Kaiden’s voice drifted up the stairs as he regaled his most recent job change to Dad and his mom. That boy couldn’t hold down a job for long, and his new jobs were never in the same field as his previous ones. This past year alone, he’d skipped through a minimum of fifteen, and that was being generous. He was a legitimate jack of all trades. Not that it would matter much to them. They would continue to support him, and she would continue to judge me and make my life a living hell. Anger flooded my veins. I wasn’t angry with him, though. He couldn’t help it. I was angry at the situation—one I was certain would continue until they or I died.
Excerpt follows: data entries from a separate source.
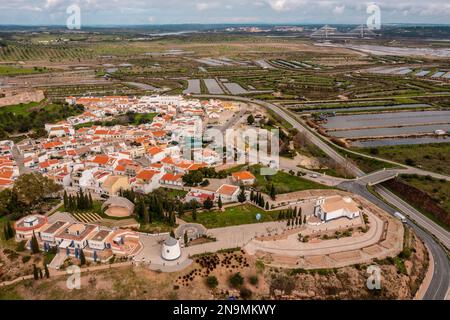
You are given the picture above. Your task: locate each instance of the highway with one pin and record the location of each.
(440, 282)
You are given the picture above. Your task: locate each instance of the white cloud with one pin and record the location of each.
(338, 10)
(201, 6)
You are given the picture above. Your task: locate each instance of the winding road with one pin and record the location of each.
(433, 235)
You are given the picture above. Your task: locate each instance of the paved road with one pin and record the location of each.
(440, 282)
(442, 234)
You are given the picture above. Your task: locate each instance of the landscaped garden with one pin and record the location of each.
(233, 216)
(283, 182)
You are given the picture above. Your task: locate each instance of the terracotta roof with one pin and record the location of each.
(243, 175)
(171, 177)
(155, 150)
(146, 174)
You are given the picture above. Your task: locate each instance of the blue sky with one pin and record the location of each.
(116, 12)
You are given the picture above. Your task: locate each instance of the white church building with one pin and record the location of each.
(335, 207)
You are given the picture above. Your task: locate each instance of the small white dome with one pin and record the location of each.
(347, 199)
(171, 249)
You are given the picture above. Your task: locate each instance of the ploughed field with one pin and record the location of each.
(378, 129)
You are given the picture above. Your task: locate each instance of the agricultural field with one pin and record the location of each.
(432, 157)
(428, 195)
(9, 70)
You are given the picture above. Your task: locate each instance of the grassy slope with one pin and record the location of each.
(233, 216)
(433, 157)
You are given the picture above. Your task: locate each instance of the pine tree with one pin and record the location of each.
(82, 258)
(219, 202)
(47, 273)
(34, 244)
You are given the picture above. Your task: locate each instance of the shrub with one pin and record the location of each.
(253, 280)
(212, 282)
(406, 253)
(245, 293)
(21, 246)
(236, 280)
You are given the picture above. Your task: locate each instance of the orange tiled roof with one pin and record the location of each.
(227, 189)
(146, 174)
(171, 177)
(243, 175)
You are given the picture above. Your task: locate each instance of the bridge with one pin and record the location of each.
(377, 177)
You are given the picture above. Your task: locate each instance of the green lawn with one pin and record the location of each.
(283, 182)
(243, 214)
(433, 157)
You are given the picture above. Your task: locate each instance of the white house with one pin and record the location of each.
(228, 193)
(335, 207)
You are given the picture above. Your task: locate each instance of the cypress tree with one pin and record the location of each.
(91, 202)
(185, 239)
(47, 273)
(194, 213)
(35, 272)
(219, 202)
(66, 200)
(5, 233)
(241, 196)
(146, 216)
(272, 192)
(11, 231)
(82, 258)
(34, 244)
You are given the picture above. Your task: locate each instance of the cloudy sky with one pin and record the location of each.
(117, 12)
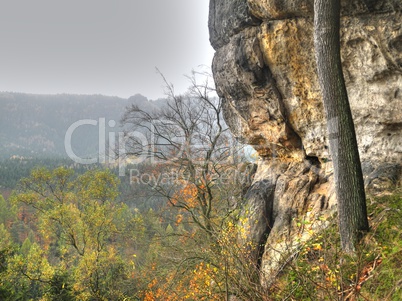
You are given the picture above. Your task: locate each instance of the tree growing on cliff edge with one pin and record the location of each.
(348, 175)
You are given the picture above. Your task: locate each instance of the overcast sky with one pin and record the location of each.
(109, 47)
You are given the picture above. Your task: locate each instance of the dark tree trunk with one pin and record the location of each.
(342, 138)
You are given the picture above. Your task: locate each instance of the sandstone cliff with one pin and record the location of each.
(264, 70)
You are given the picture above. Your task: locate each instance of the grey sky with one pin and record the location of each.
(108, 47)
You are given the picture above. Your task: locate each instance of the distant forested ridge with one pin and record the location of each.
(36, 125)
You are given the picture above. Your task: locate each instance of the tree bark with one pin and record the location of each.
(352, 212)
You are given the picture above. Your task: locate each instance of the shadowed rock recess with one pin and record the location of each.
(264, 70)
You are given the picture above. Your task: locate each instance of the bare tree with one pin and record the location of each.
(188, 140)
(349, 183)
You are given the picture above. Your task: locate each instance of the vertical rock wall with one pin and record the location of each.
(264, 70)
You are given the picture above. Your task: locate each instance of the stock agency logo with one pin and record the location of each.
(109, 151)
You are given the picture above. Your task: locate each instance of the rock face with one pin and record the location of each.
(264, 70)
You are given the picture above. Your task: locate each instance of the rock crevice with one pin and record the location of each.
(265, 73)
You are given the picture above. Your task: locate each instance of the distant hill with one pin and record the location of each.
(36, 125)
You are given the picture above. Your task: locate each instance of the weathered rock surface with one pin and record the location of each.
(264, 70)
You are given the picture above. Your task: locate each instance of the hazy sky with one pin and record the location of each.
(106, 47)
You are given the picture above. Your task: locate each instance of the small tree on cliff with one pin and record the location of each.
(342, 137)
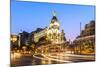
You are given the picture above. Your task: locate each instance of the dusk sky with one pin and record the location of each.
(28, 16)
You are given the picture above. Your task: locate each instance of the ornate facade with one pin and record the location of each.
(85, 42)
(52, 33)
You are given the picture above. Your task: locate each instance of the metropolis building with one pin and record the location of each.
(52, 33)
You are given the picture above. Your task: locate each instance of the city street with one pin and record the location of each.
(51, 58)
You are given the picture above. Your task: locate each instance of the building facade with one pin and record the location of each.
(85, 42)
(52, 33)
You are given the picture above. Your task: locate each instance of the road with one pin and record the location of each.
(51, 58)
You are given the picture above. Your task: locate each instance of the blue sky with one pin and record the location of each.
(30, 15)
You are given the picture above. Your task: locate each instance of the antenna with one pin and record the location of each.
(54, 13)
(80, 27)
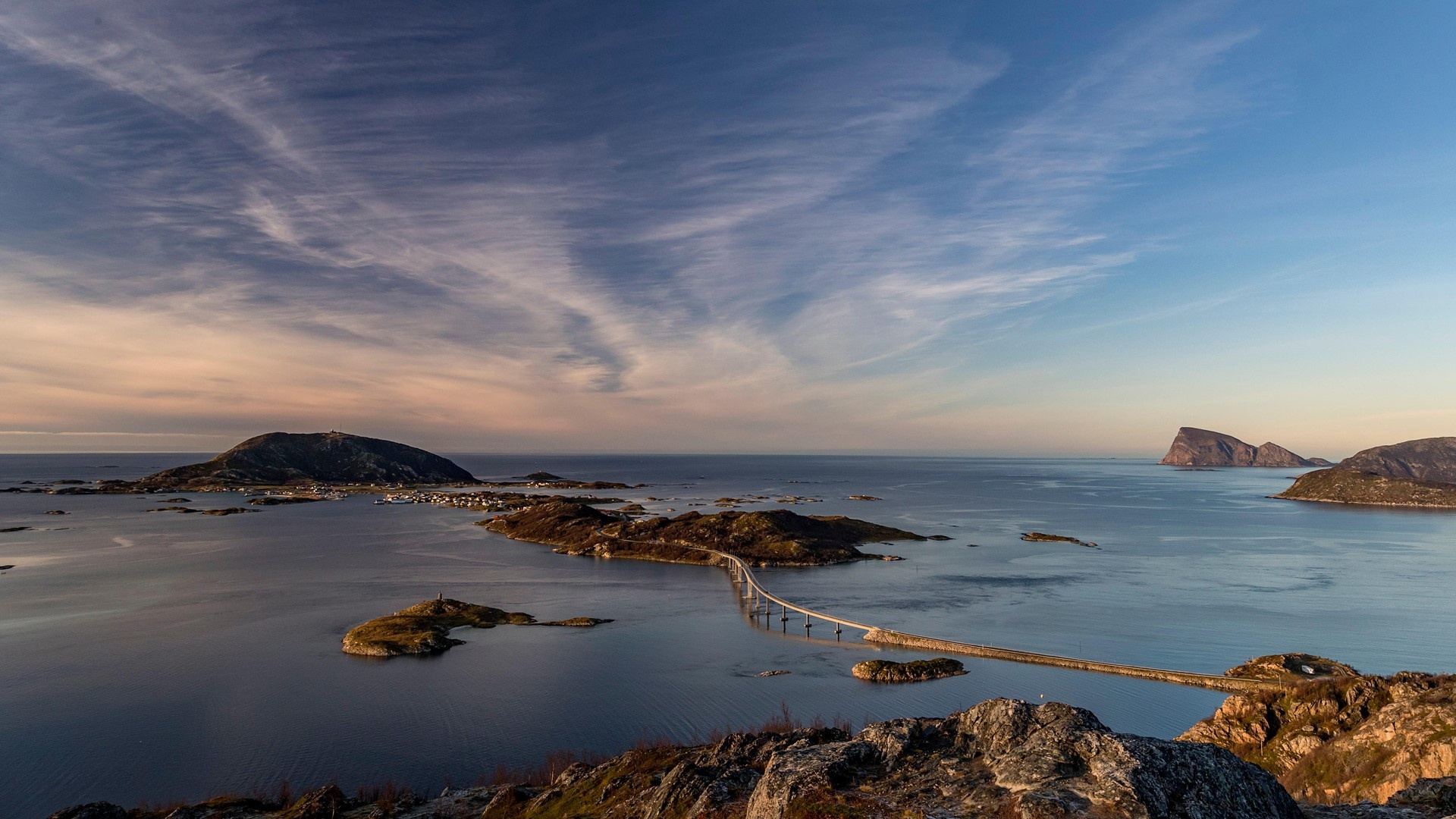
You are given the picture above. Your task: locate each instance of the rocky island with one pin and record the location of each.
(1046, 538)
(1414, 472)
(284, 460)
(424, 629)
(1204, 447)
(774, 537)
(1335, 735)
(915, 670)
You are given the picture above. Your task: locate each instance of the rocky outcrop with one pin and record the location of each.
(1414, 472)
(92, 811)
(312, 458)
(915, 670)
(1343, 739)
(1424, 460)
(1291, 668)
(1001, 758)
(1204, 447)
(1340, 484)
(775, 537)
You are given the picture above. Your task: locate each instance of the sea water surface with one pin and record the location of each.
(150, 656)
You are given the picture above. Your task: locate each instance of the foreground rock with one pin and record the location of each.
(1414, 472)
(424, 629)
(1204, 447)
(915, 670)
(280, 460)
(1345, 738)
(1001, 758)
(775, 537)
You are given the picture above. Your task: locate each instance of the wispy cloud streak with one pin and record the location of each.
(397, 209)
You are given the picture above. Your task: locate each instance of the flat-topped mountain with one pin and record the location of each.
(1413, 472)
(1204, 447)
(313, 458)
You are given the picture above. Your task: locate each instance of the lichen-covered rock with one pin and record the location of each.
(1002, 758)
(1343, 739)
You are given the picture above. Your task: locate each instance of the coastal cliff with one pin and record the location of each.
(1345, 738)
(775, 537)
(312, 458)
(1204, 447)
(999, 758)
(424, 629)
(1414, 472)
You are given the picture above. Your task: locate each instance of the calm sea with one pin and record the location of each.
(159, 656)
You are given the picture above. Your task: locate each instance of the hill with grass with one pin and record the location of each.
(313, 458)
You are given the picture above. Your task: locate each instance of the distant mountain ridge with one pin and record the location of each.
(315, 458)
(1413, 472)
(1206, 447)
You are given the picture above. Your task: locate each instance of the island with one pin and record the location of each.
(548, 482)
(1046, 538)
(1417, 472)
(915, 670)
(1204, 447)
(286, 460)
(774, 537)
(1335, 735)
(424, 629)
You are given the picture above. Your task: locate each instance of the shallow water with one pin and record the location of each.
(158, 656)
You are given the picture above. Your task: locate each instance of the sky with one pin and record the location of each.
(1037, 228)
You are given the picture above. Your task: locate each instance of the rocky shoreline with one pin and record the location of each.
(424, 629)
(774, 537)
(1001, 758)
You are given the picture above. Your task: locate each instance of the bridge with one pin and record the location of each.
(762, 604)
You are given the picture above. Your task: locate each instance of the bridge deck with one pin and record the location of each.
(884, 635)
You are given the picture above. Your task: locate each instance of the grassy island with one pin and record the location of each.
(1351, 485)
(1046, 538)
(774, 537)
(424, 629)
(915, 670)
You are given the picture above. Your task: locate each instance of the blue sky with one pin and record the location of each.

Swallowing the rising bitterness, I forced myself to focus on the gratitude for Kaiden playing his role and saving me from the spotlight of shame. I was a grown-ass adult fleeing to the protection of their bedroom—nix that, childhood bedroom—like the womanchild I was. I sat on the floor and leaned back against the foot of the bed. What the hell was I doing with my life? How the fuck did I even get here?

I rested my forehead on my knees and squeezed my eyes shut. I knew how I arrived at this point. Making deals with the devil as a teen doesn’t hold the same weight when you’re an adult. I thought I was smart and invincible. The older I got, the more detrimental my circumstance became. That baggage was heavy as fuck and breaking me.

“Calista.”

With a sigh, I said, “Be down in a minute.”

This was a much-needed reprieve from the pressures of life and my family. What was I going to do? I couldn’t move home.There was no way I was living with Kaiden again, and Gina and I may be best friends, but we made crappy roommates. I wouldn’t allow my life to destroy our bond because I couldn’t get my shit together.

“Calista.”

The nearness of the unfamiliar voice startled me, and I jerked my head up. No one was next to me or in the doorway. As quiet as could be, I rose to my feet and looked around the room. Weird, I thought and rubbed the rising goosebumps on my arms. I stepped over the squeaky floorboard under the rise in the carpet and checked the hall. Their hushed voices remained downstairs.

Was one of my hookups screwing with me? How did they know where I was? Were they stalking me? I nearly laughed at myself. None of my hookups came back. It was like every single one of them disappeared off the face of the earth. All except a few.

My brow furrowed as I slid the door ajar and returned to my seat on the floor. The denim over my knees grew warm and damp from my hands as I listened for any strange noise that would send me running.

“I’m losing it.”

I rested my head against the bed and stared at the vanity in front of me. A glint caught my eye from floor beneath it.

“What the—”

Crawling the few feet over, I reached under and patted around until I landed on it. That familiar pulse made me jerk back, scratching my hand on sharp bits of wood. A thin line of blood welled up through the broken skin next to my thumb.

With caution, and a shaky hand, I pulled the pendant out from under the dresser. How did it get there? The last time I saw it was a few years ago. I grew tired of always feeling his presence in my apartment. Even though I didn’t wear it, I could feel him searching for me like he wondered where I was and what I wasdoing. I had tucked it away in the vent in this room to rid myself of the creeper with the hopes it would help me start to live somewhat of a normal life without thinking of him and the stupid promise I made. Because I certainly wasn’t making any wishes. Not after the mishap with Staci Fletcher senior year.